Excellent performance is the most important advantage of the factless fact table approach. Because the server applies security when each user connects, minimizing the time to initialize dimension data is essential. You might find other ways to further boost performance based on your requirements. For example, if an employee has access to all resellers, don't import all members into the fact table. Instead, consider adding a new attribute to the Employee dimension that flags power users. Then, shortcut your allowed set expression to bypass the Exists function and return all members.

Using SSAS Stored Procedures to Externalize Security
What if the factless fact table approach isn't an option? For example, if you need to secure several dimensions, importing security policies into a fact table might be counterproductive. Or, you might have no other choice but to obtain the allowed set from an external security service at runtime. SSAS stored procedures can help in these situations. Although SSAS stored procedures might not be as efficient as the factless fact table approach, they give you more flexibility. To illustrate this benefit, let's create an SSAS stored procedure to return the authorized resellers.

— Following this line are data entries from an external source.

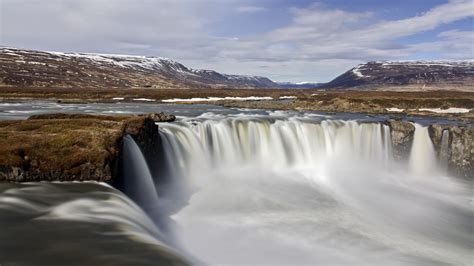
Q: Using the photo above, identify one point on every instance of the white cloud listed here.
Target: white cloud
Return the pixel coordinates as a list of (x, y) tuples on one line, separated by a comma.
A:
[(250, 9)]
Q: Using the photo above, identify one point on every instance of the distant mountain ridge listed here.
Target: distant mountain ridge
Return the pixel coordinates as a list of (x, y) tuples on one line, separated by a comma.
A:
[(19, 67), (27, 67), (400, 73)]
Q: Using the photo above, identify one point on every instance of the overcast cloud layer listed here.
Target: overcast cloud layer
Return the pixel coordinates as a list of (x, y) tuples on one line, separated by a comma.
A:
[(284, 40)]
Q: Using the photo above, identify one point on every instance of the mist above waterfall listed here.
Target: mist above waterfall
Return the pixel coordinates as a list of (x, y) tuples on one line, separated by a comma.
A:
[(311, 190)]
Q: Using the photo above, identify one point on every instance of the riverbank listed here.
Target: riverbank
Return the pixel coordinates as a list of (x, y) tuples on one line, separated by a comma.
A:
[(447, 104), (78, 147)]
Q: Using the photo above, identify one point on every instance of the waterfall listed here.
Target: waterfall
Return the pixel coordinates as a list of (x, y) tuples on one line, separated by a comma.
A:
[(305, 190), (137, 181), (197, 147), (422, 156)]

Implementing SSAS stored procedures. An SSAS stored procedure is nothing more than a method in a .NET assembly that's deployed to the SSAS server. Web Listing 3 shows the GetSecurityFilter stored procedure from the Extensibility VB.NET class library project.

GetSecurityFilter returns a Microsoft.Analysis-Services.AdomdServer.Set object for the allowed set. For the sake of simplicity, GetSecurityFilter queries the AdventureWorksDW relational database to obtain the authorized resellers for the interactive user. Next, GetSecurityFilter enumerates through the dataset and constructs the allowed set.

StrToSet vs. SetBuilder. Two options exist for creating an MDX set in an SSAS stored procedure. The first option should be familiar to readers experienced with SSAS 2000. It uses the StrToSet function to convert a comma-delimited string of tuples to an MDX set. The second option is new with SSAS 2005. It uses the Microsoft.AnalysisServices .AdomdServer.SetBuilder object to construct the set. SetBuilder far outperforms StrToSet. Table 1 shows performance statistics gathered from a reallife project that compared both options.

As the number of rows increases, SetBuilder's performance advantage becomes clear. Note that 40,000 records took 272 seconds to convert to a set with StrToSet and 144 seconds with SetBuilder (for a 47 percent performance increase). However, even with SetBuilder the SSAS stored procedure approach is much slower than using a factless fact table.

Note that the server invokes the security stored procedure repeatedly when initializing a user session, once for each attribute hierarchy in the secured dimension. To avoid repeated calls to the external security service, cache the allowed and denied sets per user (e.g., by using the .NET HttpRuntime.Cache object for in-memory caching.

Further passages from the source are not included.